FRANKFURT, Nov 17 (Reuters) - German conservative politician Erika Steinbach on Tuesday reaffirmed her desire to head a new World War Two museum, raising the pressure on Chancellor Angela Merkel to settle a major dispute within her coalition.
Steinbach, head of the League of Expellees and a member of Merkel's Christian Democrats (CDU), has been a driving force behind the museum, which will depict the plight of Germans and other groups forced out of eastern Europe after the war.
But Steinbach is deeply unpopular in Poland for forcefully pushing the interests of expellees and has created divisions in Merkel's government, which took power only last month.

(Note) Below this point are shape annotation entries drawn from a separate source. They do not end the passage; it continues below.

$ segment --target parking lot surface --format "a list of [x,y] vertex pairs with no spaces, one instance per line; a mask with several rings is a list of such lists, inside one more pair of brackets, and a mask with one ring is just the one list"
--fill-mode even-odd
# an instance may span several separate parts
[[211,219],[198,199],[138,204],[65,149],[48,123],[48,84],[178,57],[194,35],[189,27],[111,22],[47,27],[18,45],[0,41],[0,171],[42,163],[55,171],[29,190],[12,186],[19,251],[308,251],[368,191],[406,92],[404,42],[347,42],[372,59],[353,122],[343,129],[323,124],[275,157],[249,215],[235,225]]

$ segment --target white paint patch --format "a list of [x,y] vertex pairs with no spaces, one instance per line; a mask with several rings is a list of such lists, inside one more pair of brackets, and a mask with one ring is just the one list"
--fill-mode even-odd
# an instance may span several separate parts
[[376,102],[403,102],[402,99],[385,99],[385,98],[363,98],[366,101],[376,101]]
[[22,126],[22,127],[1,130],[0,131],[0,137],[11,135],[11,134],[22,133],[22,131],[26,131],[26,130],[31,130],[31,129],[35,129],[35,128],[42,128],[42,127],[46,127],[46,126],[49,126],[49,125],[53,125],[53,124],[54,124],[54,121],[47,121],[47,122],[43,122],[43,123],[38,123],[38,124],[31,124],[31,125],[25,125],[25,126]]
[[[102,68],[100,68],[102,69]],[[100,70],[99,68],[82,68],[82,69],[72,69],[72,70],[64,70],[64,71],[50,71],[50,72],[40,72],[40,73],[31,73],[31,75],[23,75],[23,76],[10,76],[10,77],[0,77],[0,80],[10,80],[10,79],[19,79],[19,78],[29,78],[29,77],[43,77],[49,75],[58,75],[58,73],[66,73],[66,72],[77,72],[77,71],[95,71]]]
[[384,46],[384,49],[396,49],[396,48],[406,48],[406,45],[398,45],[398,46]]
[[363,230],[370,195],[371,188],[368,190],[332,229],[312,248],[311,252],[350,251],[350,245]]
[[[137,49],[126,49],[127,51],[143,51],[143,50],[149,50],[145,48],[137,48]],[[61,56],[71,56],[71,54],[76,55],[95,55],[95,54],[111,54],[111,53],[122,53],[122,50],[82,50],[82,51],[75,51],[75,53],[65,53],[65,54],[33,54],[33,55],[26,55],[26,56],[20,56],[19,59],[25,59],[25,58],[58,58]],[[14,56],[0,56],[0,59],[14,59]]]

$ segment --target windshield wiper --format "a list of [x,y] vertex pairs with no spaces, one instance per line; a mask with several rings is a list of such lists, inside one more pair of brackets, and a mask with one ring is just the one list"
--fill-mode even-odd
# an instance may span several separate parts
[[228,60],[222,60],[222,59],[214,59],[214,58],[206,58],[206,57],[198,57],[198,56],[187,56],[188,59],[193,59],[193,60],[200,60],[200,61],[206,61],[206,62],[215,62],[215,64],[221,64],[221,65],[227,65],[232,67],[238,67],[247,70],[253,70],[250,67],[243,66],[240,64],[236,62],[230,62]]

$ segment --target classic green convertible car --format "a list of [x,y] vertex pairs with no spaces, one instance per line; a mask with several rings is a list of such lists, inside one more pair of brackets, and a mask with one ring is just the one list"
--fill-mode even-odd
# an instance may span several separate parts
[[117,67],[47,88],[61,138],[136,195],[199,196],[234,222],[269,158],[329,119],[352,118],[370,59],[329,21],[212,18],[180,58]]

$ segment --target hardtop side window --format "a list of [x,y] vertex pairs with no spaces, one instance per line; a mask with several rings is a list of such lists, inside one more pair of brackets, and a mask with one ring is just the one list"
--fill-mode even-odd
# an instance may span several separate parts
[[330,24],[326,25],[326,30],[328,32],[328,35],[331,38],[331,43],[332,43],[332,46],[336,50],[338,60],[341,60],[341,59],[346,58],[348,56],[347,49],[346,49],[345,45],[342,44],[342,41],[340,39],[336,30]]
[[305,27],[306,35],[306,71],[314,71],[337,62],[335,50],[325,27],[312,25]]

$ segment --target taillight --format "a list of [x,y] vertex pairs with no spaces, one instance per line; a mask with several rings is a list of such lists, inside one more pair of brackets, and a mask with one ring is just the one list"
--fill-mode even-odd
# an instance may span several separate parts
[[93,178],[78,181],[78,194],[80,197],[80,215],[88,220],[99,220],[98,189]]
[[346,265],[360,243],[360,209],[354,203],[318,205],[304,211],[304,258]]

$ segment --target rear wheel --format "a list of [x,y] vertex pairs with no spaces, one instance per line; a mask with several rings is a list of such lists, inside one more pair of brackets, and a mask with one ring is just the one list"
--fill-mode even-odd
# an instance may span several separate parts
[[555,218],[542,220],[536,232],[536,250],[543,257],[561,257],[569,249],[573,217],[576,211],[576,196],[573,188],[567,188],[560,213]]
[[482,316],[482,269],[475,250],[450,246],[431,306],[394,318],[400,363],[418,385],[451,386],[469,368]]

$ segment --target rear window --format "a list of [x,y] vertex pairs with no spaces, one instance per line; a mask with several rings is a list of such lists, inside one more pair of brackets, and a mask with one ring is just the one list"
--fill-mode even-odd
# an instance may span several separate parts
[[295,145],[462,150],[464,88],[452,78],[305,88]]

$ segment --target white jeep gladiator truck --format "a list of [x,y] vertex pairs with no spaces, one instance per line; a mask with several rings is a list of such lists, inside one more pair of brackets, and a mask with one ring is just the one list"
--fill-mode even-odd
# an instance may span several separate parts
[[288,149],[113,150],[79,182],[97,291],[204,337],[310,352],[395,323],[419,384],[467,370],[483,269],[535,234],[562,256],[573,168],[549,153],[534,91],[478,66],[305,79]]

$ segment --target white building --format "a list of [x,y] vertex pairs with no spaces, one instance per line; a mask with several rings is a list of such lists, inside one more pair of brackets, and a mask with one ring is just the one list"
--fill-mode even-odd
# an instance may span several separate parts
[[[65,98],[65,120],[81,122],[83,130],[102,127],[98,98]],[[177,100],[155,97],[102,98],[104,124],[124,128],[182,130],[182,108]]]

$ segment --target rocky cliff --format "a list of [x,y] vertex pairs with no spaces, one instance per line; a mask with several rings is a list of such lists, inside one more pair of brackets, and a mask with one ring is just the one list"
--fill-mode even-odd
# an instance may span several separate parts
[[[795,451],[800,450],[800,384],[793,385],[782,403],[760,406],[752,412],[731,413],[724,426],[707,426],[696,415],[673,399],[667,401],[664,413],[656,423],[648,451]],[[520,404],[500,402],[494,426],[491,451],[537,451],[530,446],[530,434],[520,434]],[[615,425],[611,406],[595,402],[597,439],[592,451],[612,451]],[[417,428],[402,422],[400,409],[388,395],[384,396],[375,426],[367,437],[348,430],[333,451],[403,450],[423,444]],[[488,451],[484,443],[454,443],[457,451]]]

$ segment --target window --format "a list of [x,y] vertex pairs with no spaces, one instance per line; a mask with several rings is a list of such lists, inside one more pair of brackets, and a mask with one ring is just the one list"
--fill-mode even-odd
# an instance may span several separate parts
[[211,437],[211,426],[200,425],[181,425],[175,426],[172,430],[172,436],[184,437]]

Foreign Minister Guido Westerwelle of the Free Democrats (FDP) is opposed to giving her a seat on the board of the museum because it could damage relations with Warsaw and has vowed to veto her appointment, which the cabinet must approve.
But Steinbach has the backing of CDU members and the Bavarian Christian Social Union (CSU), whose leader Horst Seehofer has warned Westerwelle to back down or risk seriously harming relations within the coalition.
On Tuesday, the League backed Steinbach for the job and she called a news conference in Frankfurt, pressing the government to support her too.
"The coalition needs to sit down and decide what it wants," Steinbach said.
The issue is shaping up as Merkel's first real test as head of the new centre-right government.
Merkel's cabinet began a two-day meeting north of Berlin on Tuesday to resolve divisive policy issues and the museum nomination now threatens to overshadow the gathering.
The German chancellor has avoided taking sides on the issue, concerned about hurting ties with Poland but also fearful of a backlash from members of her own party.